Tuesday, March 3, 2015

Minnesota medical marijuana

Can you imagine.  A patient is diagnosed with epilepsy.  The patient is then sent to a pharmacist to decide whether the patient should get valproate, carbamazepine, primidone, etc.  A patient is diagnosed with hypertension.  The patient is then sent to a pharmacist to decide whether furosemide, hydrochlorothiazide, etc.  Has the world gone nuts? 

From: Timothy Feyma
Sent: Monday, March 02, 2015 7:32 AM
Subject: Minnesota Medical Cannabis 

Friends, 

At the Epilepsy Foundation meeting over the weekend, we were treated to a discussion regarding the particulars known to date about the plan to allow medical access to cannabis in MN.  Thomas Arneson MD (http://www.health.state.mn.us/news/pressrel/2014/cannabis100214.html ) led the discussion. I would like to share a very brief summary of what was discussed.  This will likely be redundant in ways to some, but the specifics of how a prescription gets filled should be interesting to most.  As most are aware, the state plans to have access available by 7/1/15 for patients!

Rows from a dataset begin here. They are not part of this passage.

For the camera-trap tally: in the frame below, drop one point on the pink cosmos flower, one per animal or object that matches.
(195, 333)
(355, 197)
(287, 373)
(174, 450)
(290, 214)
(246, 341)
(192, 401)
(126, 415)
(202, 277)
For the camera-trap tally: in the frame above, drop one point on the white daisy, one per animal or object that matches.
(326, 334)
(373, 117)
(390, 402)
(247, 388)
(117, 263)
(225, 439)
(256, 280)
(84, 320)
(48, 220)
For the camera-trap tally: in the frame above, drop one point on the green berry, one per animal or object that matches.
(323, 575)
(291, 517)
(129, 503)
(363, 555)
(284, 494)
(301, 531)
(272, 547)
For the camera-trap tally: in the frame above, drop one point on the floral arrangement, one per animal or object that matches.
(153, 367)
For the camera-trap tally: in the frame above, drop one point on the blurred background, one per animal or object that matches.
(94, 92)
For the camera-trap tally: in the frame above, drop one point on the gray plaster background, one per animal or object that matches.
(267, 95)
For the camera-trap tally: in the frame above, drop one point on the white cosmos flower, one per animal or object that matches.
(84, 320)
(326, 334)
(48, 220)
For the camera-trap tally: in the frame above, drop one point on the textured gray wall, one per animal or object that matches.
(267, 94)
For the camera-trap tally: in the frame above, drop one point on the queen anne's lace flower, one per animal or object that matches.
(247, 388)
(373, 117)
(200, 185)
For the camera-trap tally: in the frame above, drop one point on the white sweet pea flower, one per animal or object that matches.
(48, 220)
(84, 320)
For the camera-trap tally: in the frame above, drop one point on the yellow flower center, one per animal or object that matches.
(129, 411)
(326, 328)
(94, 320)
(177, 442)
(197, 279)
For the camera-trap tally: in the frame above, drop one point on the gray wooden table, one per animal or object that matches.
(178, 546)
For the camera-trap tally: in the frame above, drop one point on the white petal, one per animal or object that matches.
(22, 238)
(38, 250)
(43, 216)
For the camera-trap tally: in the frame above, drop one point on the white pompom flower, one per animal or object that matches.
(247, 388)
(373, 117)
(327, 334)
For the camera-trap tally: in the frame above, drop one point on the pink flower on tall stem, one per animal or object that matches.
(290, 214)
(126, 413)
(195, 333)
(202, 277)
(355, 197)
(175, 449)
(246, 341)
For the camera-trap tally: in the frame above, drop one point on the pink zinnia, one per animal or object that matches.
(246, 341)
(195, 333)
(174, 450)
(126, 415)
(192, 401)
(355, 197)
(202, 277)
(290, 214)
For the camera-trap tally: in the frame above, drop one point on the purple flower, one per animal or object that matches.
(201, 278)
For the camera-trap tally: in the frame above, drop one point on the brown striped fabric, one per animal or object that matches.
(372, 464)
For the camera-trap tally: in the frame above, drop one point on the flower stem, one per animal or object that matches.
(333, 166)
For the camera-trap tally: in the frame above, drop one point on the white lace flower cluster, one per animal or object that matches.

The Minnesota law allows for medical use only of cannabis.  Recreational use is not allowed under the law.  There will be no smoked form allowed.  A liquid, oil, and seemingly vaporized form will be available. 

Conditions that will qualify include:

- Cancer

- Glaucoma

- HIV and AIDS with active symptomatic disease

- Tourette Syndrome

- ALS

- Seizures ("including those characteristic of epilepsy")

- Muscle spasms possible due to multiple sclerosis

- Crohn's

- Terminal illnesses with life expectancy <1 year and pain/n/v/cachexia 

These conditions were decided upon as allowable based upon legislative decision.  For many of the issues, a parent group or lobbying group pushed for inclusion.  It is not clear that physicians helped to devise the list. 

As for producers, there are two approved growers made up of Life line Labs (http://www.leaflinelabs.com/ ) and Minnesota Medical Solutions (http://minnesotamedicalsolutions.com/ ).  There will be 4 distribution centers opened.  There will be no reciprocity between our distribution centers and other states allowing cannabis prescriptions.

As for the process of obtaining medical cannabis, patients will have to follow this algorithm:

1) A patient must visit a certified health care provider (NP, PA, MD, DO)  to see if they will qualify for access given defined definitions of qualifying criteria. Health care provider requests for certification will begin in a few months and entail state run training yet to be detailed fully, anyone can volunteer and no additional DEA certification needed. Physicians will be re-verified on an annual basis.  The recertification process is aimed to try and ensure 90% of cannabis approvals are not completed by a small group of physicians that allow free access with minimal medical investigation, understood?

2) A cannabis certified health care practitioner will certify that a patient meets criteria 

3) The patient then submits an application with fee to the state after they are certified. 

4) The state reviews the documents and then approves the patient for cannabis prescription 

5) The patient then goes to a dispensary and consults with a pharmacist to decide which formulation of cannabis they will receive.  Some will be given strains higher in THC, while others will receive strains comparatively higher in CBD depending on the disease and pharmacist discretion.  Only 30 day supplies can be filled at a time and each return visit to obtain more from the pharmacy will include a review of med benefits / side effects to perform a degree of clinical surveillance. 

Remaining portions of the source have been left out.